From the above, we thus conclude that

$$\begin{eqnarray}&&\begin{array}{ccccccccccccccc} \left| {{\int }_{\parallel k^{\prime} +k\parallel \gt \delta }}{\rm d}k^{\prime} \mathop{\sum }\limits_{\alpha }\;\langle {{\Psi }_{0}}|{{\tilde{B}}_{Y}}(k)|{{\Phi }_{k^{\prime} ,\alpha }}\rangle \langle {{\Phi }_{k^{\prime} ,\alpha }}|{{\tilde{A}}_{X}}|{{\Psi }_{0}}\rangle \right| \\ \leqslant {{c}_{{\rm gauss}}}\;{{c}_{{\rm erf}}}\;{{{\rm e}}^{-\frac{r{{\delta }^{2}}}{2}}}\parallel {{A}_{X}}\parallel \parallel {{B}_{Y}}\parallel . \\ \end{array}\end{eqnarray} \tag{ A.16 }$$

An identical contribution is obtained from the momentum region, $\parallel k^{\prime} -k\parallel \gt \delta ,$ if the resolution of the identity is inserted in the second term of the right-hand side of (A.14).

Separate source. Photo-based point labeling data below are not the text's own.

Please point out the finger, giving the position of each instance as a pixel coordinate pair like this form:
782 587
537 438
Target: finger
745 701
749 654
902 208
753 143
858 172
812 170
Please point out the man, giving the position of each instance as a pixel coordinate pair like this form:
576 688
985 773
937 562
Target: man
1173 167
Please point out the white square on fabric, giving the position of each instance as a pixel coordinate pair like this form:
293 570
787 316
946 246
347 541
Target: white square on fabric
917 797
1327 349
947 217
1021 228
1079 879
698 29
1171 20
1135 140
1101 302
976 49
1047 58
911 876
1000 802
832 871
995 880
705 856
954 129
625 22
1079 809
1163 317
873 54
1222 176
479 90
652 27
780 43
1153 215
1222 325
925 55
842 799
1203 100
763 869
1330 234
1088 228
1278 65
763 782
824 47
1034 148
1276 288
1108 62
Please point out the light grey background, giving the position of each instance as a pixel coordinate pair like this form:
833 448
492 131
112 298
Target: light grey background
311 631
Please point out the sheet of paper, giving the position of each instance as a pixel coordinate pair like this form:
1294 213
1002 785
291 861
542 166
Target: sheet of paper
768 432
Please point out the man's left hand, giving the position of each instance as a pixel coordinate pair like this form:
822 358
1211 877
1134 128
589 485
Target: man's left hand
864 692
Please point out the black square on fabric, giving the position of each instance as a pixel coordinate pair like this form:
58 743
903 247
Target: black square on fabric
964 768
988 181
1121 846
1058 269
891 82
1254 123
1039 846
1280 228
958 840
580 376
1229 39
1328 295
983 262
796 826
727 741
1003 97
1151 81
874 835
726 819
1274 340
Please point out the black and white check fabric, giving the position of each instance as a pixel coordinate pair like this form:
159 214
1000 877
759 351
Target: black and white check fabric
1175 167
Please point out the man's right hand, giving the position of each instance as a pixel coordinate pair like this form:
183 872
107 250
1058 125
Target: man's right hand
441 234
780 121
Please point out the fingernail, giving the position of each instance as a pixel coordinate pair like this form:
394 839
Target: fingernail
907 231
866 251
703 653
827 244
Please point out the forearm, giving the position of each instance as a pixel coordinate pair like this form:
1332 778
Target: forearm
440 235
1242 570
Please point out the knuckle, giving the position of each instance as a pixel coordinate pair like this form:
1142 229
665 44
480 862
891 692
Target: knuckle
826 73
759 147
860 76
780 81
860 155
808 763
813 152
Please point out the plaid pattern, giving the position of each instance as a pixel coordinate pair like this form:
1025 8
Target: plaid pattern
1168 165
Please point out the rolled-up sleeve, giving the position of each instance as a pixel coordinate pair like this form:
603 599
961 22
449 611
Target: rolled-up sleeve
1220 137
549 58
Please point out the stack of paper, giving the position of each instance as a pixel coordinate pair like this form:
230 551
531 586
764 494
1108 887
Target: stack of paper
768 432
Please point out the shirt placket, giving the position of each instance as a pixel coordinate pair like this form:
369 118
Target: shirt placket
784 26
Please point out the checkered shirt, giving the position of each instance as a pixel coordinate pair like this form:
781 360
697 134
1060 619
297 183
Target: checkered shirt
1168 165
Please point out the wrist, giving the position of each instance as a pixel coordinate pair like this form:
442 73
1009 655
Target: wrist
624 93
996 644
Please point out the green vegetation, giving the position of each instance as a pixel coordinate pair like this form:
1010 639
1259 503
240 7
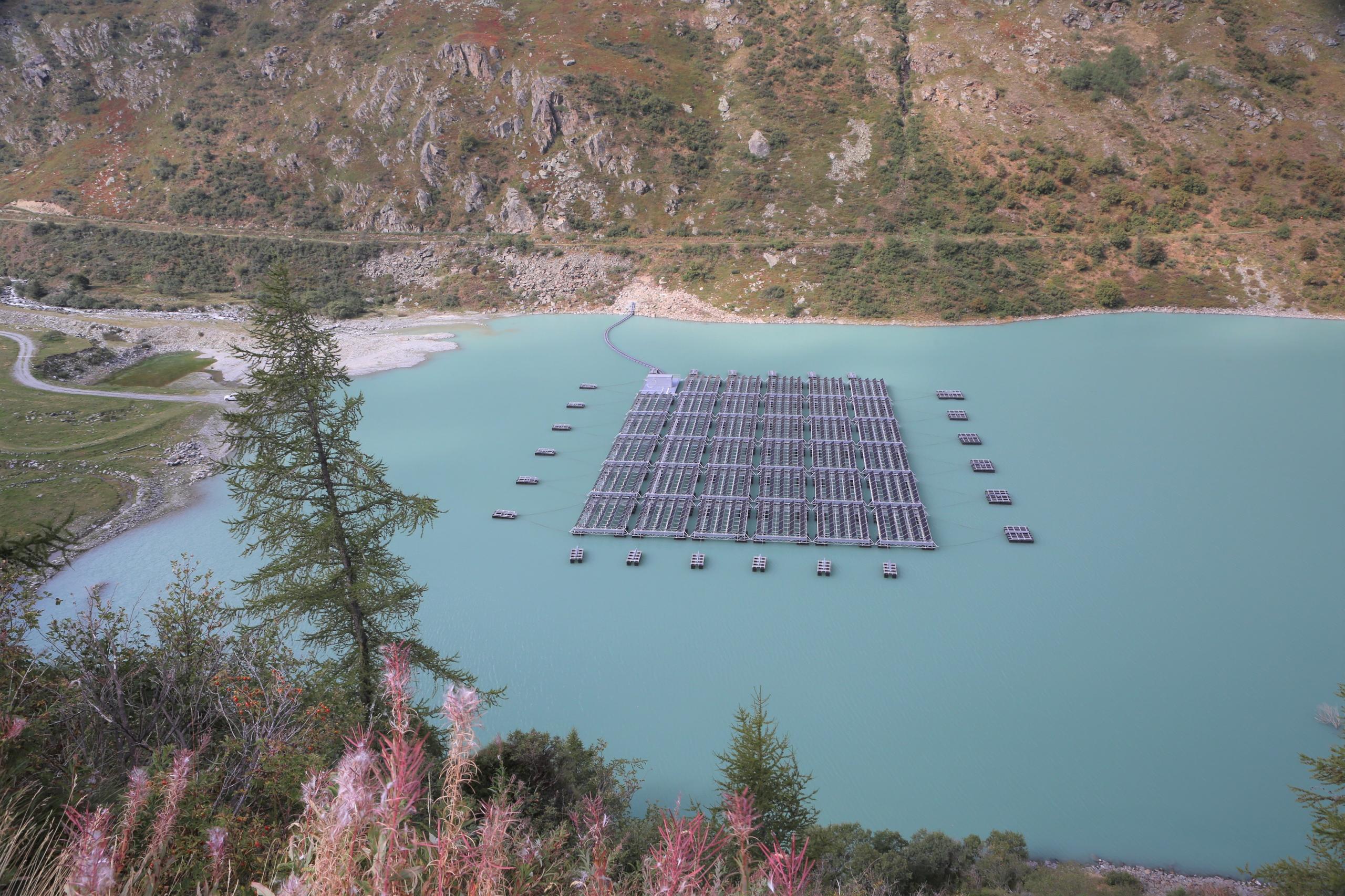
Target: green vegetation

For the momentum region, $\parallel k^{\prime} +k\parallel \leqslant \delta ,$ in the third term, we use the same approach with the Cauchy-Schwarz inequality, but we now bound the first factor by

$$\begin{eqnarray*}&&{{\int }_{\parallel k^{\prime} +k\parallel \lt \delta }}{\rm d}k^{\prime} \mathop{\sum }\limits_{\alpha }\;|\langle {{\Psi }_{0}}|{{\tilde{B}}_{Y}}(k)|{{\Phi }_{k^{\prime} ,\alpha }}\rangle {{|}^{2}}\leqslant c_{{\rm gauss}}^{2}\parallel {{B}_{Y}}{{\parallel }^{2}}\end{eqnarray*}$$

and the second factor by

$$\begin{eqnarray*}&&\begin{array}{ccccccccccccccc} {{\int }_{\parallel k^{\prime} +k\parallel \gt \delta }}{\rm d}k^{\prime} \mathop{\sum }\limits_{\alpha }\;|\langle {{\Phi }_{k^{\prime} ,\alpha }}|{{\tilde{A}}_{X}}|{{\Psi }_{0}}\rangle {{|}^{2}} \\ \leqslant c_{{\rm erf}}^{2}{{\int }_{\parallel k^{\prime} +k\parallel \gt \delta }}{\rm d}k^{\prime} \mathop{\sum }\limits_{\alpha }\;{{{\rm e}}^{-qE_{k^{\prime} ,\alpha }^{2}}}|\langle {{\Phi }_{k^{\prime} ,\alpha }}|{{A}_{X}}|{{\Psi }_{0}}\rangle {{|}^{2}} \\ \leqslant c_{{\rm erf}}^{2}{{{\rm e}}^{-q{{E}^{*}}{{(-k,\delta )}^{2}}}}\parallel {{A}_{X}}{{\parallel }^{2}}, \\ \end{array}\end{eqnarray*}$$

where ${{E}^{*}}(k,\delta )={{{\rm min} }_{\parallel k^{\prime} -k\parallel \leqslant \delta }}E(k^{\prime} )$. Again, the contribution of $\parallel k^{\prime} -k\parallel \lt \delta$ in the second term is evaluated completely analogously.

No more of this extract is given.